Since the explosion at the Chernobyl nuclear power plant in 1986, an area of more than 4,000 square kilometres has been abandoned. That could be about to change, as bbdiscovered during a week-long trip to the exclusion zone.
“This place is more than half of my life,” says Gennady Laptev. The broad-shouldered Ukrainian scientist is smiling wistfully as we stand on the now dry ground of what was Chernobyl nuclear power plant’s cooling pond.
“I was only 25 when I started my work here as a liquidator. Now, I’m almost 60.”
There were thousands of liquidators – workers who came here as part of the mammoth, dangerous clean-up operation following the 1986 explosion. The worst nuclear accident in history.
Gennady shows me a coffee table-sized platform, installed here to collect dust. This reservoir’s bed dried out when the pumps taking water from the nearby river were finally switched off in 2014; 14 years after the remaining three reactors there were shut down.

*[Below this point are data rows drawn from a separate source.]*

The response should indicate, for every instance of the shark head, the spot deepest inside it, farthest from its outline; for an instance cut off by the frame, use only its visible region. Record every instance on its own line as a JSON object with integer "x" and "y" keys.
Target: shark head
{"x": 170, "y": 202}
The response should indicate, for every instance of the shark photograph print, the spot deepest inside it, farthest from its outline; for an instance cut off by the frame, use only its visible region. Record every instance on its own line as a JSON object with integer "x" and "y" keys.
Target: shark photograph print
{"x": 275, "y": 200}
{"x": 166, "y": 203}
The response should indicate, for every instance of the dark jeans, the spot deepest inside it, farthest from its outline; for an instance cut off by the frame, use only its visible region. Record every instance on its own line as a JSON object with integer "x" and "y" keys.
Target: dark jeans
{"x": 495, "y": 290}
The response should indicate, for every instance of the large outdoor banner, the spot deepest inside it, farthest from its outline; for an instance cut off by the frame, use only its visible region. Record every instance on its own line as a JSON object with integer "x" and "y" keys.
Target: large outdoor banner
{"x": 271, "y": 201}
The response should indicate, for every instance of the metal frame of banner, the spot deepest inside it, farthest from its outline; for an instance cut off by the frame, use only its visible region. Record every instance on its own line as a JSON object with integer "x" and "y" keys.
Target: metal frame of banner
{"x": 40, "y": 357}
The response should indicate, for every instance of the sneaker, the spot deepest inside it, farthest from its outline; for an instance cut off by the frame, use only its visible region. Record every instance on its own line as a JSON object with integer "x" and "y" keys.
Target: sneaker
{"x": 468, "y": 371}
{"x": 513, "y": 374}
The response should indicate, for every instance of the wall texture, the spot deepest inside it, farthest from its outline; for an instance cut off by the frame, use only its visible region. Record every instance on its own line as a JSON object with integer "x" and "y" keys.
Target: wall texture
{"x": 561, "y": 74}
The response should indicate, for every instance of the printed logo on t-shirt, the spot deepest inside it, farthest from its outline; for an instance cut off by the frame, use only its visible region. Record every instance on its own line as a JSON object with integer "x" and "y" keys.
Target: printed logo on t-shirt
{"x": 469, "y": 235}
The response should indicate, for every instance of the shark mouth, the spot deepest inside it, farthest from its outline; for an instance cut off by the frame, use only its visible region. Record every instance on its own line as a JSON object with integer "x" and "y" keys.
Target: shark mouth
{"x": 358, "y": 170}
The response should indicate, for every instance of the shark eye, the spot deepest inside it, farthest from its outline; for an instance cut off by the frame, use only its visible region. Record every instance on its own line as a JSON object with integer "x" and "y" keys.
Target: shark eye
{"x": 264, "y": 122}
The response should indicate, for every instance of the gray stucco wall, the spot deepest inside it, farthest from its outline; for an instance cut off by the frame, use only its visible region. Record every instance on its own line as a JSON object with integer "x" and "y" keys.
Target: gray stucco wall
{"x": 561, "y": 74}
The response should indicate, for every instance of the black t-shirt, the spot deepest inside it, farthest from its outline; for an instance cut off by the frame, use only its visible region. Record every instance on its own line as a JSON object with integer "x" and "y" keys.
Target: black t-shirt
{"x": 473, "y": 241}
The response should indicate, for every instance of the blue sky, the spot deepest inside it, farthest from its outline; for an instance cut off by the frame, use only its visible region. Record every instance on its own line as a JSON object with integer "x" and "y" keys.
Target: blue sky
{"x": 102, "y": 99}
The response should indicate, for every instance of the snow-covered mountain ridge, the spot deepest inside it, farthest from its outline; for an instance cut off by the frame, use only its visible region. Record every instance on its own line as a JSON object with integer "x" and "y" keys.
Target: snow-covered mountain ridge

Analysing dust for radioactive contamination is just a small part of the decades-long study of this vast, abandoned area. The accident turned this landscape into a giant, contaminated laboratory, where hundreds of scientists have worked to find out how an environment recovers from nuclear catastrophe.
On 26 April, 1986, at 1:23AM, engineers cut power to some systems at Chernobyl nuclear power plant’s number 4 reactor. It was a critical point in a test to understand what would happen during a blackout. What engineers did not know was that the reactor was already unstable.
The cut-off slowed turbines that drove cooling water to the reactor. As less water turned to more steam, the pressure inside built. By the time operators realised what was happening and tried to shut down the reactor, it was too late.
A steam explosion blew the lid off the reactor, exposing the core to the atmosphere. Two people in the plant were killed and, as air fuelled a fire that burned for 10 days, a cloud of radioactive smoke and dust was carried on the wind around Europe.